Antisipasi Banjir, Pemprov DKI Kerahkan Pompa dan Percepat Pengerukan

0
113

(Vibizmedia – Jakarta) Pemerintah Provinsi (Pemprov) DKI Jakarta melalui Dinas Sumber Daya Air (SDA) terus memperkuat langkah antisipasi guna memitigasi potensi banjir di tengah curah hujan yang masih tinggi.

Upaya tersebut dilakukan dengan mengoptimalkan infrastruktur pengendali banjir, menyiagakan pompa, menerapkan sistem polder, serta menjaga fungsi badan air melalui pemeliharaan rutin.

Kepala Dinas SDA DKI Jakarta, Ika Agustin Ningrum, menyatakan seluruh jajaran telah berada dalam kondisi siaga penuh untuk menghadapi potensi hujan berintensitas tinggi. Ia menegaskan bahwa seluruh perangkat pengendali banjir dipastikan berfungsi optimal, baik sebelum, saat, maupun setelah hujan terjadi. Menurutnya, mitigasi banjir memerlukan kerja kolaboratif yang mengedepankan kecepatan, ketepatan, dan kesiapan infrastruktur.

Pemprov DKI Jakarta juga memastikan kesiapan sarana dan prasarana, mulai dari pompa stasioner, pompa mobile, hingga pintu air, agar dapat bekerja maksimal dalam setiap tahapan penanganan banjir.

Per 13 Maret 2026, tercatat sebanyak 668 unit pompa stasioner telah tersebar di 243 lokasi. Selain itu, tersedia 537 unit pompa mobile di lima wilayah administrasi Jakarta yang difungsikan untuk menjangkau titik genangan yang tidak terlayani pompa stasioner.

Untuk meningkatkan kapasitas tampung air, Dinas SDA turut mempercepat pengerukan sungai, kali, waduk, situ, dan embung. Hingga pertengahan Maret 2026, volume pengerukan telah mencapai 123.393 meter kubik di seluruh wilayah kota administrasi.

Program pengerukan ini telah dimulai sejak 2 Januari 2026 dan akan terus diperluas. Sepanjang 2025, total volume pengerukan bahkan mencapai 919.173 meter kubik.

Dalam pelaksanaannya, Dinas SDA mengerahkan 260 unit excavator dan 465 unit dump truck guna mempercepat proses normalisasi serta pemeliharaan badan air.

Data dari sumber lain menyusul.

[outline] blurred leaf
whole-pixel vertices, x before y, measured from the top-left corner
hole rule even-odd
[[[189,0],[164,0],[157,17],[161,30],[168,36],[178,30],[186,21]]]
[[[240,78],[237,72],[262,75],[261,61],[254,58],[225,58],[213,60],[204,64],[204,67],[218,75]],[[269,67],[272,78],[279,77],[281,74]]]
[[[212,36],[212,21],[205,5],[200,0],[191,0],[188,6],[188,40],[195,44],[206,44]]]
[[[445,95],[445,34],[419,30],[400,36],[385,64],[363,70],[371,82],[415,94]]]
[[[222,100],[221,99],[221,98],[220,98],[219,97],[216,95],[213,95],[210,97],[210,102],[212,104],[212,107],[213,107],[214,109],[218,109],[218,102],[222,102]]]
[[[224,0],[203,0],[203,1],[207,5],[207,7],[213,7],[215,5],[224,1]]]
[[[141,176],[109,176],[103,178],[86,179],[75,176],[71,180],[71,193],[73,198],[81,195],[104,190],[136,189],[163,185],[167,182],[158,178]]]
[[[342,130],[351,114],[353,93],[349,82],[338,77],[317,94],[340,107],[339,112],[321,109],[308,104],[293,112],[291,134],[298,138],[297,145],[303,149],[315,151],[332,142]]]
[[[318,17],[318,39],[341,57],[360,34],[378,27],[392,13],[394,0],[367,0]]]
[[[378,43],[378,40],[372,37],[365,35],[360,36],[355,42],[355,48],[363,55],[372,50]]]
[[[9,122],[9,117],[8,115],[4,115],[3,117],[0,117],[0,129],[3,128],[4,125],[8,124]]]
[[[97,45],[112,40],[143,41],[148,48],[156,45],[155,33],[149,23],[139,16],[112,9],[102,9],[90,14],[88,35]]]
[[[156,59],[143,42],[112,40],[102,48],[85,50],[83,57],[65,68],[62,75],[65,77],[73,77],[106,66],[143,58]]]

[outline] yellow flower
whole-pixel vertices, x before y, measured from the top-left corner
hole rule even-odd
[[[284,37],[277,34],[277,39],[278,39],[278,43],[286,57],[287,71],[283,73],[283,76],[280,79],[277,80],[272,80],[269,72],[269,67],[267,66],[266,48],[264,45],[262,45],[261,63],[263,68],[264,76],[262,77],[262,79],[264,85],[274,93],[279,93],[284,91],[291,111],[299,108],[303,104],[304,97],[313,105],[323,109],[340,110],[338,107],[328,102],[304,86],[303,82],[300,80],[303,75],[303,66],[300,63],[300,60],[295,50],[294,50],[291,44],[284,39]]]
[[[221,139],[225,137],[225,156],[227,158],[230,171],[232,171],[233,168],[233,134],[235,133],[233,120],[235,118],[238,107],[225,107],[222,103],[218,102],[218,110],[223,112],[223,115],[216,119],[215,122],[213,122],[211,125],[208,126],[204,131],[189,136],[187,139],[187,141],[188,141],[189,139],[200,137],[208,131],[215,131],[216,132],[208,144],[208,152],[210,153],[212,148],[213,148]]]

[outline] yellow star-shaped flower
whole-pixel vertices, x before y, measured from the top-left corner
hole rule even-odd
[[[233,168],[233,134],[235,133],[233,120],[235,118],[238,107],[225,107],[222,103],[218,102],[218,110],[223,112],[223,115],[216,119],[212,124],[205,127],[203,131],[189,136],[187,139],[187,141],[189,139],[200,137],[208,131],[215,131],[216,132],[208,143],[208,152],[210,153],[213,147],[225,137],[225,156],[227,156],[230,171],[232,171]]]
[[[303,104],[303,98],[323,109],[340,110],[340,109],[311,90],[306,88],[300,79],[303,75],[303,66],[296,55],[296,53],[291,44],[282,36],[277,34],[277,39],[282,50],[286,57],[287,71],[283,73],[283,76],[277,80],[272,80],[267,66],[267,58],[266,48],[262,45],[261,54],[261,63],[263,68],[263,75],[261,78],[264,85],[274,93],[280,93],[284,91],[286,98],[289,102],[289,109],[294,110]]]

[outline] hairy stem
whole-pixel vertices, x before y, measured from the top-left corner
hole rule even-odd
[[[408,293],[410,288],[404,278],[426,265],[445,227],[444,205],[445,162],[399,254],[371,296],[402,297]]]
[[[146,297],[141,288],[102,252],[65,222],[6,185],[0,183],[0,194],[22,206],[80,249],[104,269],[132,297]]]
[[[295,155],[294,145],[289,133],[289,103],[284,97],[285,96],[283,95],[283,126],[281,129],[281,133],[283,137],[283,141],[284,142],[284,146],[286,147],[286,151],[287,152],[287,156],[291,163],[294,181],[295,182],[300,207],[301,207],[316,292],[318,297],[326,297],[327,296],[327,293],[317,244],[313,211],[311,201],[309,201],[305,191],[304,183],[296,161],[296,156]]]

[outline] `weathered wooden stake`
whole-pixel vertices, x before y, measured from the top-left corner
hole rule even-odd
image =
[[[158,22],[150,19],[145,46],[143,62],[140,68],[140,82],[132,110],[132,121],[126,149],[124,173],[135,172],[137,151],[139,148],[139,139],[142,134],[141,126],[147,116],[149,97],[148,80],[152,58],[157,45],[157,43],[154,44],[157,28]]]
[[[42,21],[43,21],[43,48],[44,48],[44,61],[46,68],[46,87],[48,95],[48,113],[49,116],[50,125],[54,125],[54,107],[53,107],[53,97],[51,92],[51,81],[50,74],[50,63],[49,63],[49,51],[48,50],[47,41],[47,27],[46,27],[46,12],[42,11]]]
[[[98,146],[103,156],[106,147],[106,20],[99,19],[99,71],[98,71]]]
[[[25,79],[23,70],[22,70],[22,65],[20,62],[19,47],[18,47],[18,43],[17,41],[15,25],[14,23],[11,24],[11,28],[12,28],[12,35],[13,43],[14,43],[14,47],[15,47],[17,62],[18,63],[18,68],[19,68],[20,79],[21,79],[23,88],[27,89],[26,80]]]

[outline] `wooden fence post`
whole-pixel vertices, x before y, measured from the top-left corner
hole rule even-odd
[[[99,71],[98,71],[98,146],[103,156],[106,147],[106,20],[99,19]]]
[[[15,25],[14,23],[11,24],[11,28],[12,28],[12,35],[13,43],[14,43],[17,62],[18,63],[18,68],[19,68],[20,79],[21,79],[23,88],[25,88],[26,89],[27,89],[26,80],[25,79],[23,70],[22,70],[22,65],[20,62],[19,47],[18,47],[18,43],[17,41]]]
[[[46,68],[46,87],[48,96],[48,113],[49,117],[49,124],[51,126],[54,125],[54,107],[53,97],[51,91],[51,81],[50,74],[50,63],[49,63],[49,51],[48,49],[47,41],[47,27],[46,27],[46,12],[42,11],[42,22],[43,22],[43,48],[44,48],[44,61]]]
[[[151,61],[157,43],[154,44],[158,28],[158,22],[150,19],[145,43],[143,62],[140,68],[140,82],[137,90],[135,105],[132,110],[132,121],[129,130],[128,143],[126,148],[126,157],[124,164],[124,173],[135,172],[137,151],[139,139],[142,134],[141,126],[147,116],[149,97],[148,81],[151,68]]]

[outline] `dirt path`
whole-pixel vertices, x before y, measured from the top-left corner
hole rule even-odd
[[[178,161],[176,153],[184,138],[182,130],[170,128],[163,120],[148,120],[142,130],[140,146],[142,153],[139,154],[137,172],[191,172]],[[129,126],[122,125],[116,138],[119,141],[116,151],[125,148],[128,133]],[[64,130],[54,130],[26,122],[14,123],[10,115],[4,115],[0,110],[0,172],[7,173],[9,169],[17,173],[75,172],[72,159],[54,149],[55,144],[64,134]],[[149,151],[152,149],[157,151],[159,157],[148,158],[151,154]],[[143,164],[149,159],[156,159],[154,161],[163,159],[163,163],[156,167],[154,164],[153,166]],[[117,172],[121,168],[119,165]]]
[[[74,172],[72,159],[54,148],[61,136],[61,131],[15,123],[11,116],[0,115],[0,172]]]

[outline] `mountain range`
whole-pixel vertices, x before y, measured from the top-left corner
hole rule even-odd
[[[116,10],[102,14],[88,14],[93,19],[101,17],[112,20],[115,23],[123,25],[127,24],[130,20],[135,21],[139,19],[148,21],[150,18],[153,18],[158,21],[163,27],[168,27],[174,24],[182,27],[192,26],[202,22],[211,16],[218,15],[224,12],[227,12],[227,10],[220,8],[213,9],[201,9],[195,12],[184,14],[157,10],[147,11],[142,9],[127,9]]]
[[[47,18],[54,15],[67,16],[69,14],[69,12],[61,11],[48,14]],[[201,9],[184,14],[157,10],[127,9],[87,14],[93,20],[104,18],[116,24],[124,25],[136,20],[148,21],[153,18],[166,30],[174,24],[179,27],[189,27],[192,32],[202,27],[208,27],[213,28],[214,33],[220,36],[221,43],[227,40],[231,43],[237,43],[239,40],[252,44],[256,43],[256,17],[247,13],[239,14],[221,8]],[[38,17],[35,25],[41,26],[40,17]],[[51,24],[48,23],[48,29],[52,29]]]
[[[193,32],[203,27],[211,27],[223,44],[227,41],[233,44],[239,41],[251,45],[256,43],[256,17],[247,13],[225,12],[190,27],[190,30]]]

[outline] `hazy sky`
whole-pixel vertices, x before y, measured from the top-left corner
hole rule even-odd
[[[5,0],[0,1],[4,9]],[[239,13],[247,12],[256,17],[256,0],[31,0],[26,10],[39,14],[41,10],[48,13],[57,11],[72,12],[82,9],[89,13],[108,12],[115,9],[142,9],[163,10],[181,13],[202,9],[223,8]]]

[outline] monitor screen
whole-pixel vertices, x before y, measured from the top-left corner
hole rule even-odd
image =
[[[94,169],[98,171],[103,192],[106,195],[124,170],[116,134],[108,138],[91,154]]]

Selain itu, kesiapan Satuan Tugas (Satgas) SDA atau Pasukan Biru juga menjadi andalan di lapangan. Mereka bertugas mendukung operasional pompa sekaligus menangani genangan secara cepat dan efektif, serta rutin melakukan pemantauan terutama saat hujan deras.

Pemprov DKI Jakarta mengimbau masyarakat untuk tetap waspada terhadap potensi genangan. Dalam kondisi darurat, warga dapat memanfaatkan aplikasi JAKI atau menghubungi layanan darurat 112.

Melalui berbagai langkah ini, diharapkan dampak banjir dapat diminimalkan sehingga aktivitas masyarakat tetap berjalan dengan aman dan lancar.